I was married for 14 years to a fiction author. Being around all the books she had in the house was great, as long as you didn’t have to move too often! But seriously, I read a lot of fiction then. She helped with my explorations of the fiction world by offering reading suggestions and by discussing my feelings about what I’d read. Great fiction (and words in general) can move and enlighten us much in the same way music does, and I felt enriched and educated from all the reading I did. 

If one wants to add to the canon of Western Literature as a serious author, he or she must be well-read! With all great artistic pursuits, whether fine art, literature, or music, we strive to ‘stand on the shoulders of giants’ by first assimilating all that came before us, and then attempting to add to it with our own singular stamp of creativity. So, I felt it was logical that my ex-wife knew virtually everything there was to know about the field of Western Literature and had read more books than I could even imagine.

However, when it comes to learning the Jazz Literature, it seems illogical to believe that one can properly assimilate music by reading a book. Yet, many students trying to learn jazz seem to resort to book learning first, as if all they need is to find the right book and then they’ll know what to do. Now, I value books a lot, and do not seek to undermine their overall worth, but music is an aural art form, not a written one like literature is. To learn and process literature you must read the written word, i.e. read everything you can get your hands on. But to learn and process music, you must hear it, i.e. listen to everything and everyone! 

Furthermore, one of the most important aspects of learning to play jazz guitar well is one’s positioning – where one places the elbow, forearm, wrist, and fingers in relation to the guitar – and the best way to learn fingering technique and economy of movement (as I like to call it) is from a good teacher sitting right in front of you, where everything you need to know can be seen, explained, evaluated, and physically demonstrated in the moment live. Books cannot do that for us.

To the best of my knowledge, none of the jazz players whom I admire the most, such as guitarist/composer Wes Montgomery for instance, learned to play from books. They learned from listening to their favorite players live or on records, and with extremely few exceptions (Wes being one of them), they had a private, in-person teacher. In Wes’s case, his most admired guitarist was Charlie Christian.

Wes acquired every Christian record he could get his hands on. He listened to them so much that the grooves on the LPs became so worn out that the record became unplayable! 

Charlie Christian on guitar

Many, if not most of the jazz greats, players like Lester Young, Joe Pass, John Coltrane, Sonny Rollins, etc. began taking private lessons at a very young age. But whether they were largely self-taught like Wes, or they were introduced to a one-on-one teacher early on, they ALL, without exception, listened incessantly to the music they were trying to assimilate. They listened to their favorite solos by other artists so much that they could memorize them, sing them, and play them on their instruments. 
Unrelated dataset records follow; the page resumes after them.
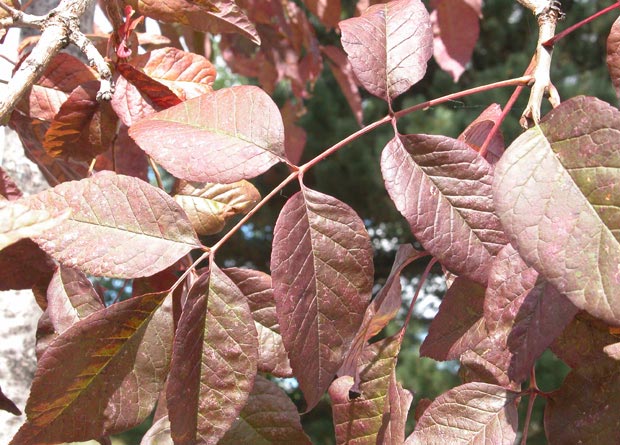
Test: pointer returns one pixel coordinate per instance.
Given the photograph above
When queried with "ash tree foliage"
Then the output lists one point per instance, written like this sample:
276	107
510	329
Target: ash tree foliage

It’s difficult to say with any degree of certainty, but perhaps the relatively new growth in the number of jazz music programs at our institutes of higher learning, coupled simultaneously with a diminishing number of live jazz venues since people like Wes were on the scene, can help explain today’s apparent emphasis on book learning. But the fact is: it’s far easier for us to hear Charlie Christian solos today than it was for Wes Montgomery to acquire Christians’ records back in his day. So there’s no excuse for jazz students today to sidestep required listening or private lessons in favor of buying and reading a bunch of books, however good those books may actually be.

Perhaps my least favorite type of guitar books to buy are the “1001 Chords (or Scales) To Know!” type. These to me are akin to buying a “Pet Rock.” They have no real value in my opinion. In fact, they can be confusing and distracting because certain chords are named, but not others; a voicing can be redundantly named 12 times, once for every note of the chromatic scale; and the details of the chord symbols that you need to know are not properly explained. They do not teach how chords are built nor how to best explore harmony on one’s instrument. 

There is certainly NO substitute to figuring things out ON your instrument, or for having an in-person teacher educate you as to what your learning priorities should be.

Very early in my learning-to-play stage, I was given a book of transcriptions for Joe Pass’s entire Virtuoso album. I love me some Joe Pass, but I ended up giving the book away to a fellow player who was far more enamored of books than I was. He thought I was crazy not to learn all of Joe’s transcriptions and I thought he was crazy to think that the book was going to help him become the player he wanted to be.

I knew instinctively at the time (which is why I gave the book away) that learning to ‘play Joe’ note-for-note from a book would not teach me anything about how Joe learned to play like that, or about what was going on in his brain while he was playing like that. If I didn’t know his learning process and what went through his mind, then the notes, in-and-of-themselves, were basically worthless to me. I wanted to learn how to make my own notes, not copy somebody else’s! Having said that, for the record let me say that I do believe transcriptions are good to analyze, and of course, transcribing is great ear training. But copying someone else’s entire solo note-for-note, from a book instead of by ear, is certainly not the best use of your time and energies.

We can and should take a lesson from those greatest of jazz players we all admire by learning music aurally.

We must do the essential listening before doing too much reading. We can consider books after listening so much to our hero’s solo that we can sing it precisely without our axe. 

The other tip we can and should ‘take-away’ from the examples provided by the Masters is that we need a teacher. I admit that finding the right teacher may not necessarily be quick and easy, but whatever we do, let us please not make the silly mistake of thinking that we can learn to play jazz music well from a book!

A vital and valid tip for those seeking a teacher is to find those who are willing and able to give you, the student, thorough insight as to how they (the teacher) learned to play. For instance: 

What were their processes? How can you develop your own style the way they developed theirs? How can you focus on the bare essentials of information while avoiding the pitfalls they made?

Avoid teachers who simply demonstrate what they do without providing you the proper contextual data to eventually do it for yourself. Avoid those who cannot answer your questions thoroughly and clearly. Albert Einstein most famously said, “If you can’t explain it to a six-year-old, you don’t understand it yourself.”

Find one who can teach you how to play . . . not what to play!